Bread, Scone, Muffin
Dry Ingredients:
1/2 cup almond meal (almond flour will probably work but I liked the texture of the coarser almond meal in this)
1/2 cup raw hemp seed (I used Manitoba Harvest Shelled Hemp Hearts)
1/2 cup finely-grated Parmesan cheese
1/4 cup flax seed meal
1/4 cup nutritional yeast flakes
1/2 teaspoon baking powder
1/2 teaspoon Spike Seasoning (optional but good can substitute any all-purpose seasoning mix)
1/4 teaspoon salt
Wet Ingredients:
6 eggs beaten
1/2 cup reduced-fat cottage cheese
1/3 cup thinly sliced green onion
Preheat oven to 375F/190C.
Oil baking cups or mini-muffin pan with olive oil.

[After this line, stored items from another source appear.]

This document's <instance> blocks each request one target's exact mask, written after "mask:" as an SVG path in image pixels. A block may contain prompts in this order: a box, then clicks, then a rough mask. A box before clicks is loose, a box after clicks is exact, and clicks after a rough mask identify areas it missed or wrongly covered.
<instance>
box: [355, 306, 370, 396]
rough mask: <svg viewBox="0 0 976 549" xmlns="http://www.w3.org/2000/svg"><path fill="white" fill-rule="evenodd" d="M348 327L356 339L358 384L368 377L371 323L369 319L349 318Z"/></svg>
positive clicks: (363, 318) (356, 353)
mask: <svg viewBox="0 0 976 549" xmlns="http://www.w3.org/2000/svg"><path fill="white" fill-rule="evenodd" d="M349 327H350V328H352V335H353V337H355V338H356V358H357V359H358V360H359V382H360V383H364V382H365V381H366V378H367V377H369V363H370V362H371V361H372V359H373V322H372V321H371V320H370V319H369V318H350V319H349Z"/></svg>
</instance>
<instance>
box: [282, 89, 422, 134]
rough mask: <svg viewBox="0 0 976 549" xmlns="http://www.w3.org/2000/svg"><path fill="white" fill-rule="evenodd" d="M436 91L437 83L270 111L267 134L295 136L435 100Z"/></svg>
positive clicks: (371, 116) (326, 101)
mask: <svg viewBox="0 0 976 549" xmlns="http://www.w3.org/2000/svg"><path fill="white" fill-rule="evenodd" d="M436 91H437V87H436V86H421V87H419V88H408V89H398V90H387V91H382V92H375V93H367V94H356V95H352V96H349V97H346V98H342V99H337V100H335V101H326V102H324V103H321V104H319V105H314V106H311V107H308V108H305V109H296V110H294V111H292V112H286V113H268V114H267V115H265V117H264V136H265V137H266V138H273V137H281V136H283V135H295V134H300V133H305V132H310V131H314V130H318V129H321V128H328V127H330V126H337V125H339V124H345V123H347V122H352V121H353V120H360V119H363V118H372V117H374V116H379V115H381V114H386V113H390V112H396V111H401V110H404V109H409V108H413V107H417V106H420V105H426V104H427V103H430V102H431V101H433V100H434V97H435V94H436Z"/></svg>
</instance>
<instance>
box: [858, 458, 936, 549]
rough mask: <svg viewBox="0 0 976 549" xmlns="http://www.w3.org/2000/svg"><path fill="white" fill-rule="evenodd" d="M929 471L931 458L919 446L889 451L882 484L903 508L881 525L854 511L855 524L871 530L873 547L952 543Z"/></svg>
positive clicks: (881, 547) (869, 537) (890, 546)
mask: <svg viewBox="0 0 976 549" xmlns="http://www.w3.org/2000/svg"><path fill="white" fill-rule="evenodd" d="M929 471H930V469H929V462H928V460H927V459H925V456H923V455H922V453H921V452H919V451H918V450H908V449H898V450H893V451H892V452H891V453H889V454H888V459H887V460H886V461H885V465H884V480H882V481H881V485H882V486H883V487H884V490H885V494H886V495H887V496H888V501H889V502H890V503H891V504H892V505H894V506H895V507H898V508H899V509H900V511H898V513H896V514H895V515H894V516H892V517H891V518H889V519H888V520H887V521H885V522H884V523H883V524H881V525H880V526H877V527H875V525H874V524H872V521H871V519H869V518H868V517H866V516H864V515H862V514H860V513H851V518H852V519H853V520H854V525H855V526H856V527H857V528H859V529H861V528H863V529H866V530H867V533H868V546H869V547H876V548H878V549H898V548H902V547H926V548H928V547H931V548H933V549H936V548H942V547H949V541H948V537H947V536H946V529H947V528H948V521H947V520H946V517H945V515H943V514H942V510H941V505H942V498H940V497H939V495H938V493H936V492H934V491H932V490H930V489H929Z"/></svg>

In a medium-sized bowl, mix together the almond meal, raw hemp seed, Parmesan cheese, flax seed meal, nutritional yeast flakes, baking powder, Spike Seasoning (if using), and salt.
In a smaller bowl, beat the eggs and then mix in the reduced-fat cottage cheese and thinly sliced green onions.
Mix the wet ingredients into the dry ingredients.
Scoop out the mixture with a small measuring cup and fill the muffin cups until they are nearly full, dividing the mixture evenly between the muffin cups.
Bake for 25-30 minutes, or until the muffins are firm and nicely browned.
These Flourless Egg and Cottage Cheese Breakfast Muffins will keep in the fridge for at least a week and can be reheated in the microwave or in a toaster oven. (I'm guessing they can be frozen, but I haven't frozen them.)